Panama during World War II
|Panama during World War II|
A 16-inch M1919 Coastal Defense Gun and crew in the Panamanian jungle in 1939. The caption says: "Hidden in deep jungle foliage is 16-in. rifle, the Army's biggest gun"
|Events||The Panama Conference
– September 1939
The Arias Coup
– October 7, 1941
Declaration of war
– December 7–13, 1941
– Fall 1943
The Panama Canal strike
– June 1945
The history of Panama during World War II begins in 1939. Due to the American-controlled Panama Canal cutting across the center of the country, Panama was of major strategic importance to the Allied war effort, as well as the most important strategic location in Latin America during World War II. It provided an invaluable link between the Atlantic and Pacific Oceans that was vital to both commerce and the defense of the Western Hemisphere. Therefore, the defense of the Canal Zone was the United States' chief concern in the American Theater. Panama never received Lend-Lease assistance, but in return for the rights to build military infrastructure within Panamanian territory, the United States undertook large-scale public works projects, which did much to modernize the country and boost the economy.

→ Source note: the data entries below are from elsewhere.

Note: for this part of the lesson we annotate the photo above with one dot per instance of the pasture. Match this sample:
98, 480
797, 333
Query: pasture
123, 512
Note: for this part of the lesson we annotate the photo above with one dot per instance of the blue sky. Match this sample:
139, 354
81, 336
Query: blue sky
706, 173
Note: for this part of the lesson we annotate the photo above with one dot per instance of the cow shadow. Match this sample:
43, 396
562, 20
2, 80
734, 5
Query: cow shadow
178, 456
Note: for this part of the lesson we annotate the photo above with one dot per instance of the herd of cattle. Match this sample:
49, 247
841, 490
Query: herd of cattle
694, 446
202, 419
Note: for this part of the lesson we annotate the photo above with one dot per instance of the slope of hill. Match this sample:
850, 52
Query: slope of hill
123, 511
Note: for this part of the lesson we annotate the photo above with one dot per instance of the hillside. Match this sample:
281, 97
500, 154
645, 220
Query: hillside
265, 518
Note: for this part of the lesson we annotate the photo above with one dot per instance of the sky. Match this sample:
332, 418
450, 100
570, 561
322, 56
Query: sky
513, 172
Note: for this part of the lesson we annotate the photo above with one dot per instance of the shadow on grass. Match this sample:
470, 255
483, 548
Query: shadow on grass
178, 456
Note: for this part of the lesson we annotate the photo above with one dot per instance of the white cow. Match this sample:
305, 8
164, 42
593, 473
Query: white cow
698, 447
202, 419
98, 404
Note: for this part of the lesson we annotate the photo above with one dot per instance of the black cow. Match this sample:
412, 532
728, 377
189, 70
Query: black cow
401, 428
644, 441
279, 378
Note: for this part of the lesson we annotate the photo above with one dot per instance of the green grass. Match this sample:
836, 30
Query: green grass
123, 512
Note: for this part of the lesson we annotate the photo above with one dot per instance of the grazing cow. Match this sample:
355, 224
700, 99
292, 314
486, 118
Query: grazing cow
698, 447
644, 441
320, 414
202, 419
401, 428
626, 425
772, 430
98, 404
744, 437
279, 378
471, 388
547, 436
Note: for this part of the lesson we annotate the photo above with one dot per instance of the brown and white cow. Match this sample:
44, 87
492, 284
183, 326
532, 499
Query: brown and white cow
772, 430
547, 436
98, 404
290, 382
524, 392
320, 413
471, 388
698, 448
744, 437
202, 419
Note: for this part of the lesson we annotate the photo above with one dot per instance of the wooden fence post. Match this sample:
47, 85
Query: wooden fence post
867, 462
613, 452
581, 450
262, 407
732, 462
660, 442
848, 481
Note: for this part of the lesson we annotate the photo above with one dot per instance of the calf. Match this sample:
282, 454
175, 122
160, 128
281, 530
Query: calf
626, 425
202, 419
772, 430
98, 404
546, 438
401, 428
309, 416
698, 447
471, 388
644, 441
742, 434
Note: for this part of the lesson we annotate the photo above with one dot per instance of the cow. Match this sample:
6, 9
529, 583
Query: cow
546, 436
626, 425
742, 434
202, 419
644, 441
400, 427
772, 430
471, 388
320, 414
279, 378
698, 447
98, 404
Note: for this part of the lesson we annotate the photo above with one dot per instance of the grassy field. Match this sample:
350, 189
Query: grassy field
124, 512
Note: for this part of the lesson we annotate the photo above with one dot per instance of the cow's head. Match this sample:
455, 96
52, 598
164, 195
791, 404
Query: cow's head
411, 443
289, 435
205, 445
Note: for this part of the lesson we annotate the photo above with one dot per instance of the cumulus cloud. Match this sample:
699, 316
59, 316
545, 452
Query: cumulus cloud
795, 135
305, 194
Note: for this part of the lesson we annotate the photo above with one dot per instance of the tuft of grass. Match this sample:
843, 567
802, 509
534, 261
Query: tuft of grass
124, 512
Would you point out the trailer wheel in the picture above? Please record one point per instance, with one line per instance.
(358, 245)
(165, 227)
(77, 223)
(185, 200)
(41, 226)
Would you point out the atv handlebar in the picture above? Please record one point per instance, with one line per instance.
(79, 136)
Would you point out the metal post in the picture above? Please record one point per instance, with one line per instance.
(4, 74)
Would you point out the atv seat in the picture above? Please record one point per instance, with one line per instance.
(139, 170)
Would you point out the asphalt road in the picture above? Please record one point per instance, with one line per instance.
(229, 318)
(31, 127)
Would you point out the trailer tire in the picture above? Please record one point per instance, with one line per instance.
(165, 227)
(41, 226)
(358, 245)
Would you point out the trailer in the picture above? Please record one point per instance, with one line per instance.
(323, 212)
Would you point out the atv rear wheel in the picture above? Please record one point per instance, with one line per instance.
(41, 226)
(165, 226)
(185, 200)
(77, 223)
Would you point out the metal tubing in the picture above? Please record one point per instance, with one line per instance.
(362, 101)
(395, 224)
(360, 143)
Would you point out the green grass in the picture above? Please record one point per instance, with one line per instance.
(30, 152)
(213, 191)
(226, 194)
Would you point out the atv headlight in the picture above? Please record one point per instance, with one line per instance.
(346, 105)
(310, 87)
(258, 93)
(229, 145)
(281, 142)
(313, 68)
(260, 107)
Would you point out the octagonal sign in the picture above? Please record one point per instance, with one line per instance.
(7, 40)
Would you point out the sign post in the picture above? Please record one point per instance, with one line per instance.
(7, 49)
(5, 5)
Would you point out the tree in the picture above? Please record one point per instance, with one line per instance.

According to Thomas M. Leonard's Latin America during World War II, the war had a major impact on the Panamanian economy. Commercial transit through the canal dropped more than a third between 1940 and 1945, resulting in a two-thirds decrease in toll revenues. In contrast, Panama's domestic production rose, due to an increased demand caused by the war. Production of sugar, milk, and slaughtered cattle nearly doubled between 1939 and 1946. The government accelerated the take off by quadrupling expenditures, but the real catalyst was the influx in American dollars.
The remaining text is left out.